Chiny wykonują najwięcej wyroków śmierci na świecie. Tak podaje Amnesty International (około tysiąca w 2009 roku). Na liście krajów o znaczącej liczbie zasądzonych wyroków w pierwszej piątce znajdują się, według kolejności: Iran, Irak, Arabia Saudyjska, Stany Zjednoczone (dalej są Jemen, Sudan, Wietnam, Syria i Japonia). Dyskusja wokół publikacji rozgorzała z wielką werwą i emocjami na forum internetowym tygodnika The Economist i jak sądzę nie brak jej racjonalnych podstaw. Gdy bowiem przyjąć liczbę wyroków śmierci na np. milion mieszkańców, to w Iranie, a według niektórych dyskutantów nawet w USA czy Japonii liczba ta jest większa niż w Chinach.

Jak łatwo jest operować statystykami dla potrzeb polityki i propagandy, wiedzą o tym nie tylko politycy i ekonomiści.

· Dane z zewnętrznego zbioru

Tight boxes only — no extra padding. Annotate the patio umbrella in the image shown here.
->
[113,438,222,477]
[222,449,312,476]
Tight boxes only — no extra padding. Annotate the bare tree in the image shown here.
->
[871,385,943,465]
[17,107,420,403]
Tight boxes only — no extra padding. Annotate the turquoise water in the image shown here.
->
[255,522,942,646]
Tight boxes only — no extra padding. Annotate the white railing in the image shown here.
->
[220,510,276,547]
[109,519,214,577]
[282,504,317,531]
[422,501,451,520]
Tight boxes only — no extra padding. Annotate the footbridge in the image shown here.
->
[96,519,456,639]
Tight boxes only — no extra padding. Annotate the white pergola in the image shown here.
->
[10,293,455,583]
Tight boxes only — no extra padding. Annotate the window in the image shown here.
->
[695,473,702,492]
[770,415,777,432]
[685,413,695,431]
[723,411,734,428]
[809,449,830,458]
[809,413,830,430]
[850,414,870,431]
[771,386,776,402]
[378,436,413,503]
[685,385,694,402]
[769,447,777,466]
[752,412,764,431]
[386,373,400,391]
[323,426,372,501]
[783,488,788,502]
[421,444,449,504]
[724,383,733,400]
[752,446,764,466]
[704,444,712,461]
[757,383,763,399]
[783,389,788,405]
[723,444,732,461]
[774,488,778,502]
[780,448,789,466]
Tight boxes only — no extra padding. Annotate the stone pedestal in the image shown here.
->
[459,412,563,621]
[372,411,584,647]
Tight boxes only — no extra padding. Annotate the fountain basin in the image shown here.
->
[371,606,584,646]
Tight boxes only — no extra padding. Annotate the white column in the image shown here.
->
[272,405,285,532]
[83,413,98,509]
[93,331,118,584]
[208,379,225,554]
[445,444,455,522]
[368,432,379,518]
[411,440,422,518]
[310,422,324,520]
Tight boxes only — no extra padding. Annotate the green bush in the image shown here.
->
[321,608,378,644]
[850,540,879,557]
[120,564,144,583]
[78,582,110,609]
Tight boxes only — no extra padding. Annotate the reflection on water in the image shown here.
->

Warto aby jak największa ilość osób w naszym społeczeństwie zdawała sobie sprawę, że należy bardzo skrupulatnie analizować wszelkie dane statystyczne zanim wyciągniemy ostateczne wnioski.

Wracając do Chin warto dodać, że wśród wykonanych w 2009 egzekucji, największy udział miały kary za korupcję urzędników państwowych i za kradzież, bądź dewastację dzieł sztuki (uznanych za dziedzictwo narodowe). Jednym ze słynnych przypadków była kara za zabicie pandy przez, jak stwierdzono, świadomego przestępstwa farmera.